The city of Muskegon owns 495 vacant buildable lots in a Brownfield Plan Amendment.
The city is building some houses itself and is then able to sell them for less than construction costs because the city is not a “profit-driven builder,” said Jake Eckholm, director of development services for the city.
Under the Muskegon Scattered Site Infill Housing Brownfield Plan, 212 homes have completed construction.
Another 123 are under development agreements or sold for construction and 160 are still for sale.
“The houses we build are priced so that folks in the low to moderate income buying range can afford them, and the market rate houses that are built are still paying TIF funds into the plan, effectively subsidizing the more affordable units and reimbursing the city for our losses against construction costs,” Eckholm said.
From 2018 to 2023, this program accounted for 60% of the new houses constructed in the city.
The other 40% were primarily lakefront homes or condominium developments, Eckholm said.
“Those are important needs in the housing market as well, the data shows we need housing at all price points,” Eckholm said.

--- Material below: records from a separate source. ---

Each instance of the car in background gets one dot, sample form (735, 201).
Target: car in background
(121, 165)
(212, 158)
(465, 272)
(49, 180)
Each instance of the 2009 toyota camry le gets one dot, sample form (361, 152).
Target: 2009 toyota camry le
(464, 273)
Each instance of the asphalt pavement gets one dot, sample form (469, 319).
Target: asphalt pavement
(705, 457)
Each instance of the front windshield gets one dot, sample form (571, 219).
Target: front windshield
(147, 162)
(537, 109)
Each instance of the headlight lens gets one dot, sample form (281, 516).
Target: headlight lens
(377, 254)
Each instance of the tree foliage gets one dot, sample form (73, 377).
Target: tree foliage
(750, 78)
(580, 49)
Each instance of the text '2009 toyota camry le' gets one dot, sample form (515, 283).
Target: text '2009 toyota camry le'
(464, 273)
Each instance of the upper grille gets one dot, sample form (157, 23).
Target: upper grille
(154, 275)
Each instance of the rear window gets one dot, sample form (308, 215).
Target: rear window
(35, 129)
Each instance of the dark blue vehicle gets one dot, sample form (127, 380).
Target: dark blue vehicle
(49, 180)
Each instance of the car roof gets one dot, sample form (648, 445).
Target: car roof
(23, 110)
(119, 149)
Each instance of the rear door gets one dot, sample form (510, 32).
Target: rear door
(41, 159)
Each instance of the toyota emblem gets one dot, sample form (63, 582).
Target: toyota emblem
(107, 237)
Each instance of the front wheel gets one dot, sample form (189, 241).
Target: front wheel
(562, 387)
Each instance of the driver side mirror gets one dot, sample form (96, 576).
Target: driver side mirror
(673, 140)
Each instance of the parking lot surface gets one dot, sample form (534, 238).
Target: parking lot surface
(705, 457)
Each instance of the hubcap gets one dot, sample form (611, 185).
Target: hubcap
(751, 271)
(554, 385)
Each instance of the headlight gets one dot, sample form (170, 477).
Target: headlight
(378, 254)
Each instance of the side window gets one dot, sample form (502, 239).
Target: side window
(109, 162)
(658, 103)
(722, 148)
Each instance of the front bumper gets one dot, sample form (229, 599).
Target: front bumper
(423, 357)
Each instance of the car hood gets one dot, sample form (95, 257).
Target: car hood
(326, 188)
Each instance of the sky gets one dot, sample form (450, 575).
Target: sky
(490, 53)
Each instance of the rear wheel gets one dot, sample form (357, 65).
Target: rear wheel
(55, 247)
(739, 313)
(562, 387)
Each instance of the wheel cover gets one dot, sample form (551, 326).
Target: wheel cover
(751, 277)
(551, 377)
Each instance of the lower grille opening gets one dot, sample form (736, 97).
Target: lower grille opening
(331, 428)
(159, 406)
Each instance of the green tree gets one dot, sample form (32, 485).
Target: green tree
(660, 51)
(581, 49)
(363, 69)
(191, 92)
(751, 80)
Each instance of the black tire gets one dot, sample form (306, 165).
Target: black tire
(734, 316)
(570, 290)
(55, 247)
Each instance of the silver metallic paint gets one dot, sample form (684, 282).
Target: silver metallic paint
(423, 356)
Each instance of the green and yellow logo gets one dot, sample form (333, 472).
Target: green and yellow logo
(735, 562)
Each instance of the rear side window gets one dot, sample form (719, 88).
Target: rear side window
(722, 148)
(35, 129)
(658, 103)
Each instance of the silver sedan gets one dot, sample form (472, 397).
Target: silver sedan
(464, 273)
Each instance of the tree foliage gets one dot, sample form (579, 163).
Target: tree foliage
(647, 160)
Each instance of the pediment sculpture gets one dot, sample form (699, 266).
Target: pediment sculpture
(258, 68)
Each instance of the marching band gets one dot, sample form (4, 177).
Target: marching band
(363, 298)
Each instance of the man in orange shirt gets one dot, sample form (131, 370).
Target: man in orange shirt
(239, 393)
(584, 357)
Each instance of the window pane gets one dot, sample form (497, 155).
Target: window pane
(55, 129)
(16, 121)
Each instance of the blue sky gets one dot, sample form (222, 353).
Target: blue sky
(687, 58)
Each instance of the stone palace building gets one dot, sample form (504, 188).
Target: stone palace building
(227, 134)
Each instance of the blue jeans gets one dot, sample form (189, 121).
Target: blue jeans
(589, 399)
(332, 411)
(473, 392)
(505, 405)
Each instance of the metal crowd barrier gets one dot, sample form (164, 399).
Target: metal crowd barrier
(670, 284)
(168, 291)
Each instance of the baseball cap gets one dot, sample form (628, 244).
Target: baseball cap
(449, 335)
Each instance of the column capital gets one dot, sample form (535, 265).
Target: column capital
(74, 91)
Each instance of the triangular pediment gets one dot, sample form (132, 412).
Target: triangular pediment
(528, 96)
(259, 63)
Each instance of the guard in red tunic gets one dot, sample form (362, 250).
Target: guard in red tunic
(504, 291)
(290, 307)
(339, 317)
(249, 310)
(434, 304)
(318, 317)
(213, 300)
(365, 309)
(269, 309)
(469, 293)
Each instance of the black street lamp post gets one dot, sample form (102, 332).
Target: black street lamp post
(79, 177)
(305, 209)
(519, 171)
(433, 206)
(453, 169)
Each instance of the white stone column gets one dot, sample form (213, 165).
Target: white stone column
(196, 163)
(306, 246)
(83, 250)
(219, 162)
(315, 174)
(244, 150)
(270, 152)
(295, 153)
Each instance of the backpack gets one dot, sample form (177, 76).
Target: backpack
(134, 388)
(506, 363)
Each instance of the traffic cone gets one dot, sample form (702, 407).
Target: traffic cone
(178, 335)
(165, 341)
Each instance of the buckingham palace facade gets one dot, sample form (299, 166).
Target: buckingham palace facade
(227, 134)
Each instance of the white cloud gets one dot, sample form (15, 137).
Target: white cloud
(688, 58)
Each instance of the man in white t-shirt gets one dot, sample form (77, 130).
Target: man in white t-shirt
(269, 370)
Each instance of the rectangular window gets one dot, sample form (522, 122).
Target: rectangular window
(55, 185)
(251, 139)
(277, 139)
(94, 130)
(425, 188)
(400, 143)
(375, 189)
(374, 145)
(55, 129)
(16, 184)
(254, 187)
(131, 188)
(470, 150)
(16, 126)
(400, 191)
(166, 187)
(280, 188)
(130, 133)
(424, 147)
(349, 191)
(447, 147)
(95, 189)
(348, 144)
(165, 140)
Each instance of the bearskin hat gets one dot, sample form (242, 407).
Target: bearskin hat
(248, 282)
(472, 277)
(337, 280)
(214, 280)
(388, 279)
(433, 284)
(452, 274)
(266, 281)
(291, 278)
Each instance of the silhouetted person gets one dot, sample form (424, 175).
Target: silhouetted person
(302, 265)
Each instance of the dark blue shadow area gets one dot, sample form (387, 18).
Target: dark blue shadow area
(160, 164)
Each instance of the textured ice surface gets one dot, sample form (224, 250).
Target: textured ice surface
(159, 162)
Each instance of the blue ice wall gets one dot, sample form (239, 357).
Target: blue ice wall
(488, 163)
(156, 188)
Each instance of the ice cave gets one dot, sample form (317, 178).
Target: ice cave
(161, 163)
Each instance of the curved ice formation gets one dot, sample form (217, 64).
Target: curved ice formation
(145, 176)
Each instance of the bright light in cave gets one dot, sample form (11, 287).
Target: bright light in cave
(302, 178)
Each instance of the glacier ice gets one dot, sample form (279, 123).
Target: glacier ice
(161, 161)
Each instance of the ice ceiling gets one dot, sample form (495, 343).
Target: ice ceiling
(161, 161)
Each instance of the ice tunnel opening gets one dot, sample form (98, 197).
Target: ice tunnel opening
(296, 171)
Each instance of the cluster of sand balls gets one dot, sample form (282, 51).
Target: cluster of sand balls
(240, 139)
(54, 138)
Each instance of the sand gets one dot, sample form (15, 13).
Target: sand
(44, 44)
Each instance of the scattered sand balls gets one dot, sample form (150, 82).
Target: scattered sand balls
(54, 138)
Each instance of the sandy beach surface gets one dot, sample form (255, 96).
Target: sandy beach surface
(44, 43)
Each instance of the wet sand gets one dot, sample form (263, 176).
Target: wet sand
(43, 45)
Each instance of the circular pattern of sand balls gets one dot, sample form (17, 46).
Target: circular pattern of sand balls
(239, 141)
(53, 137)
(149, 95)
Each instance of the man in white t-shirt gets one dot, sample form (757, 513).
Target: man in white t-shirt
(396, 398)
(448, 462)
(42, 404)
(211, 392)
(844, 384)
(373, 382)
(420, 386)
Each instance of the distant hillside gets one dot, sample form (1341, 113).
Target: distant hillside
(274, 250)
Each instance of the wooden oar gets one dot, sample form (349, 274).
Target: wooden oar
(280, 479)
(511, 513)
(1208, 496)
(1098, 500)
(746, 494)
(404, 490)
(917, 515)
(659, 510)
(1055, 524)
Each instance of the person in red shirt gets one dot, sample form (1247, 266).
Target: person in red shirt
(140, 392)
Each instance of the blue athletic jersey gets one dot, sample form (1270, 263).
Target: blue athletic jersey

“However, we are not under any illusion that the majority of the community can afford those homes, so this project has allowed new construction infill for working families, young buyers and other crucial members of the buying market that may not have found a home in the city otherwise.”
Muskegon joins Los Angeles County and the state of Florida among the municipal recognitions. Other finance and construction/design organizations are on the top ten list.
The winners of the Ivory Prize will be announced on May 20 at 10 a.m. MT on ivoryinnovations.org. Each will receive a share of the $300,000 grand prize.
Eckholm said he’s proud of the work done by the city staff, the Brownfield Redevelopment Authority Board, city commission, local builders and realtors.
“And the community for embracing our neighborhoods and supporting this new housing,” Eckholm added. “This is a team effort, and none of our success would be possible without all of those stakeholders.”
“To even be a finalist is a testament to the hard work and innovative efforts of our team at city hall,” said Mayor Ken Johnson. “I’m proud of the great progress we’re making, but know we have much more work to do still.”
The infill housing program began in 2018 but ramped up with the funds from the American Rescue Plan Act.
Muskegon allocated approximately $5 million of $22.8 million ARPA funds towards housing.
That resulted in 42 homes being specifically constructed by the city, with all of them selling under $225,000 and some as low as $129,000.
The city is now partnering with small scale, local builders to build homes on remaining city lots.
Buyers must build a residential home in 18 months.
There are also “incremental developers,” rather than large-scale developers, Eckholm said, that build one to four homes at a time.
In 2023, a housing study revealed that the city would need 3,000 units to fulfill resident needs in the next five years.
Other issues raised by the study were increasing rent prices that are driving out lower-income residents – or gentrification – an increasing number of seasonal and short-term rentals and a shortage of affordable homes that are for sale.
“If you look purely at units, we are about halfway towards meeting our 3,000-unit shortfall,” Eckholm said. “However, we are falling short on the housing called out in the study for very low-income people, both in the rental and owner-occupied sense.”
Eckholm said the study called for 385 new units of rental housing between 2023 and 2027 that is under $570 a month.
“That cannot be built and marketed without a subsidy, and those subsidies don’t exist at the scale to meet that need,” he said.
The city has supported the developments of affordable apartments, like Amity Commons and Allen Crossing under construction near Apple Avenue.
RELATED: Muskegon approves tax credit application for 92-unit senior housing development
“We have a long way to go at the local, state, and federal level to address the gap between housing costs and what people can actually pay,” Eckholm said.
The need for housing is felt county-wide in Muskegon.
A 2023 study by the Muskegon Community Foundation revealed that the county will be short by 9,000 housing units in the next decade, due to the increasing population growth of the county.
The need includes owned homes, rental properties, apartments and condos.
A county-wide housing coordinator position was created to help address the problem.